Key scenes and snatches of dialogue set all this up for us, so there is no need to have read the first book. Reynolds has created a unique atmosphere here: the use of sailing ships and terminology, the old-style tech of a society very slowly going nowhere except down, and a deliberately semi-formal vernacular creates a melancholic, olde worlde atmosphere that is woven into the structure of this hi-tech milieu in a way that, say, Firefly tried but didn’t quite succeed to create. At the same time, the analogue steampunk vernacular suggests these are symbols for a far more sophisticated science than we have today.

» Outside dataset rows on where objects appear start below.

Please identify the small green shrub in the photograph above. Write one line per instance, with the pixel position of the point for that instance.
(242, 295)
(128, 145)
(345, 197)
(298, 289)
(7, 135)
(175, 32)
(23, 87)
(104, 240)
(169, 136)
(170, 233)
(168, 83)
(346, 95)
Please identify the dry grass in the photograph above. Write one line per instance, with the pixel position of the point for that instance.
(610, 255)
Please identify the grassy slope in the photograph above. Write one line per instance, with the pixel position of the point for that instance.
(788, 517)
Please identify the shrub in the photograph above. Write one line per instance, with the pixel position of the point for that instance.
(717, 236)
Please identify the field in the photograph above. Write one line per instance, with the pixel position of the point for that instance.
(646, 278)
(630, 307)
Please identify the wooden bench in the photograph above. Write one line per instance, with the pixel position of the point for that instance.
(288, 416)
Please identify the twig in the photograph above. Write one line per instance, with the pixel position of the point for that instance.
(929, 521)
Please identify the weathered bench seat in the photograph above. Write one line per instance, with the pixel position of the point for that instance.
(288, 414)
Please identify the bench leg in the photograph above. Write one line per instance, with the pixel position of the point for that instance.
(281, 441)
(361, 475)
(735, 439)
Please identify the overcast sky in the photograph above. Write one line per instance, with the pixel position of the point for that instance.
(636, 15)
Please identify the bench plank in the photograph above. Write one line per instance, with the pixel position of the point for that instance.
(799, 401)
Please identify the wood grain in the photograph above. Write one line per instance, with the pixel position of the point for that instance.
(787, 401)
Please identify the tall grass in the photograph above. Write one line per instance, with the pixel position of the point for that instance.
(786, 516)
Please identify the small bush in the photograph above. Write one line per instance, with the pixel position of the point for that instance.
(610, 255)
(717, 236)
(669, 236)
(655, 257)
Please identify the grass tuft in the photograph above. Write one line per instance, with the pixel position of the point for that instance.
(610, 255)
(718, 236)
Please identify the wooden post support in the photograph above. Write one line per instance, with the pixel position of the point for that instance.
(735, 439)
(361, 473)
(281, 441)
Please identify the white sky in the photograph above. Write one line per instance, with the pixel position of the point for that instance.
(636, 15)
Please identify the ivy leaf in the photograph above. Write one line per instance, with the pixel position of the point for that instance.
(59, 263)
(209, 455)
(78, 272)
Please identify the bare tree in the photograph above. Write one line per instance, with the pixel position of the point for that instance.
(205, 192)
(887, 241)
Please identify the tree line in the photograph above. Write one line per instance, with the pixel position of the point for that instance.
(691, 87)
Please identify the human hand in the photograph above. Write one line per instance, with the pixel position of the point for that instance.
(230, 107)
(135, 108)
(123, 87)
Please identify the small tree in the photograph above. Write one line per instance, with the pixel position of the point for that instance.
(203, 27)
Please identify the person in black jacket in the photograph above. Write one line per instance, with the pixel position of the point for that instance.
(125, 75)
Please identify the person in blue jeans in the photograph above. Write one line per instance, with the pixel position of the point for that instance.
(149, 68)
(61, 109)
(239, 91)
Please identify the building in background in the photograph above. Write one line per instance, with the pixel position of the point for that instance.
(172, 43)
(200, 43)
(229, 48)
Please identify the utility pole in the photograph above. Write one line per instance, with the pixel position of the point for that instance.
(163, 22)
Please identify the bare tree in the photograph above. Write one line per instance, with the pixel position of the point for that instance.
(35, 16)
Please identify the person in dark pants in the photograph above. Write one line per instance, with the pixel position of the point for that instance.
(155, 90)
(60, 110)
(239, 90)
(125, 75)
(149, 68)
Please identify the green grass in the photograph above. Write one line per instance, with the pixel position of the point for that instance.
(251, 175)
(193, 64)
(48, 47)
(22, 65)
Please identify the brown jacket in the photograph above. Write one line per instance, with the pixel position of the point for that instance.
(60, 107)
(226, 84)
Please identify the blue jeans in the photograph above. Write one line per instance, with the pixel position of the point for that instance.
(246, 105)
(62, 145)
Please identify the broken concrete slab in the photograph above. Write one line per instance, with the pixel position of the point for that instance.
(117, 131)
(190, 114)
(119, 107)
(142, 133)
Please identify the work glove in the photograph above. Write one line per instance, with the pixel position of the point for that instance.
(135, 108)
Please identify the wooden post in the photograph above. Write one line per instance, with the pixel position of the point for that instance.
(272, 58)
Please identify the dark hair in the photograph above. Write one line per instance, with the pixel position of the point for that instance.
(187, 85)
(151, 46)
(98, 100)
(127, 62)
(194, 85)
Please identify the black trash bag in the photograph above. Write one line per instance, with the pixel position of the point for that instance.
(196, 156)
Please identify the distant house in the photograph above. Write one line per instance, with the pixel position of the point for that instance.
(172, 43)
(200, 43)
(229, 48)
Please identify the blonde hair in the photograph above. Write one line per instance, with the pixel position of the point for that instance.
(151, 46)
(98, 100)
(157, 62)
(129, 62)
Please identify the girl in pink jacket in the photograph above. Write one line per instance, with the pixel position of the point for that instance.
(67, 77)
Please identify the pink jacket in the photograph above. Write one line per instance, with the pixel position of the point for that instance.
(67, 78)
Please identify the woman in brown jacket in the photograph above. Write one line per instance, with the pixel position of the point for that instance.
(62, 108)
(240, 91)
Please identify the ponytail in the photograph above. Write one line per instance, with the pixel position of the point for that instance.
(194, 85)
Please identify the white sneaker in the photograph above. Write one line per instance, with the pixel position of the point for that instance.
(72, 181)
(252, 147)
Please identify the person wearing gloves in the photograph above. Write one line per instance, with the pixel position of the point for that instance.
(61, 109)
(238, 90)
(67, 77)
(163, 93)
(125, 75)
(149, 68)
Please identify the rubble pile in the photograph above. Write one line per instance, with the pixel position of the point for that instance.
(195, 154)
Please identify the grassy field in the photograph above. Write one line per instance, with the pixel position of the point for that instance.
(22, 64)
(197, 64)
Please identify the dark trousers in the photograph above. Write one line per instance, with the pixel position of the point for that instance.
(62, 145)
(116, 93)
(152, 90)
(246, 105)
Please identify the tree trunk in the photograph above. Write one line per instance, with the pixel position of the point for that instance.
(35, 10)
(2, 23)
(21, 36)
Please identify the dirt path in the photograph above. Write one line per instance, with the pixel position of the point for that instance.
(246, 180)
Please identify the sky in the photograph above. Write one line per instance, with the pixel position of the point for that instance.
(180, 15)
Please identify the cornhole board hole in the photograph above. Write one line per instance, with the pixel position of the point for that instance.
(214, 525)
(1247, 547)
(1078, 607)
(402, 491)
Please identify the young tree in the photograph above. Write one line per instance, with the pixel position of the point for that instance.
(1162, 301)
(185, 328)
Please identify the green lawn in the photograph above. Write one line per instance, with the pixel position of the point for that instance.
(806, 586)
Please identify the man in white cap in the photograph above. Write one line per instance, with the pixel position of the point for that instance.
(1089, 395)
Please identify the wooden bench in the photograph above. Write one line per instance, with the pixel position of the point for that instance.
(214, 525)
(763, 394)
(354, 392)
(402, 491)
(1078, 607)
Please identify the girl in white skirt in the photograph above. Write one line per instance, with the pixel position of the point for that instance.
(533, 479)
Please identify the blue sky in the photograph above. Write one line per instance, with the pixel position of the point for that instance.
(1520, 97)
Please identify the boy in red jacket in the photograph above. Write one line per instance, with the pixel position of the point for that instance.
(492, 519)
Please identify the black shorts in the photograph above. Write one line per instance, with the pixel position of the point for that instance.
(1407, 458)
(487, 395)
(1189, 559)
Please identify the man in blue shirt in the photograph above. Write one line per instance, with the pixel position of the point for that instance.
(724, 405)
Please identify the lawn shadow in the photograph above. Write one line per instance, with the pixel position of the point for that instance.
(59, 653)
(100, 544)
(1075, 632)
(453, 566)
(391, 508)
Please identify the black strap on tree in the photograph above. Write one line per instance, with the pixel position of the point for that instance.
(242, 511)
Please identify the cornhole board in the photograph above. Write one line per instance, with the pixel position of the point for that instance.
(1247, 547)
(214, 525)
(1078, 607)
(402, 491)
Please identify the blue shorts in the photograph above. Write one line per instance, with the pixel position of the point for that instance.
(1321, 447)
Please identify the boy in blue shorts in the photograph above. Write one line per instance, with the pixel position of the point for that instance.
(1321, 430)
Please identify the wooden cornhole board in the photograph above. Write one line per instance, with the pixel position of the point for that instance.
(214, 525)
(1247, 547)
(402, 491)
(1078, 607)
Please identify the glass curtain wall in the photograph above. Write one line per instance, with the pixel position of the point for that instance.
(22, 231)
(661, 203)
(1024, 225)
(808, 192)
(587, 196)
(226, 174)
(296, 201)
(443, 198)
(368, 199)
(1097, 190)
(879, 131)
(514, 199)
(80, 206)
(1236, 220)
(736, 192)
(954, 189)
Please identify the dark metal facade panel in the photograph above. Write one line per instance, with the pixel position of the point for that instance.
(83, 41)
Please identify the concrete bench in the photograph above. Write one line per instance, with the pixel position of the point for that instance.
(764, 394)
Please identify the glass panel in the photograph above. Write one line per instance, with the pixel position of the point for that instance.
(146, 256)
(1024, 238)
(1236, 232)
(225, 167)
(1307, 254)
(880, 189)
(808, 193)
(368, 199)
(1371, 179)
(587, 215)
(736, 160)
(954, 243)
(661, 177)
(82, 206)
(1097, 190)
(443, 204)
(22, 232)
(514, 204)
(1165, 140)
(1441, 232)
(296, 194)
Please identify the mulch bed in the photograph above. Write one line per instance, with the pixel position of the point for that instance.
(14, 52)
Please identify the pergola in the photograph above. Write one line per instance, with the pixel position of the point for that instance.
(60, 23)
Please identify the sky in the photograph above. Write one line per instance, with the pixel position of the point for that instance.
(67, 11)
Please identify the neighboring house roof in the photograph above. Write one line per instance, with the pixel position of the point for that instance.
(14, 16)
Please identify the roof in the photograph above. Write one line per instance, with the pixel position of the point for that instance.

The Ness sisters are sincere in their desire not to be monsters, and they tackle their problems quite logically, using the best information they have available, yet every good faith attempt to make good quite plausibly just secures them in their inherited reputation, until it gets to the point where they can quite reasonably think: well, if that’s what people think of us anyway … The reader shares every anguished, frustrated step of the journey as they achieved all the objectives they set out to achieve at the start of the book, and yet manage to make themselves worse off than when they began. At the same time they have a much stronger sense of purpose which will carry them as smoothly as a lightjammer with the sun behind it into book 3 of the series.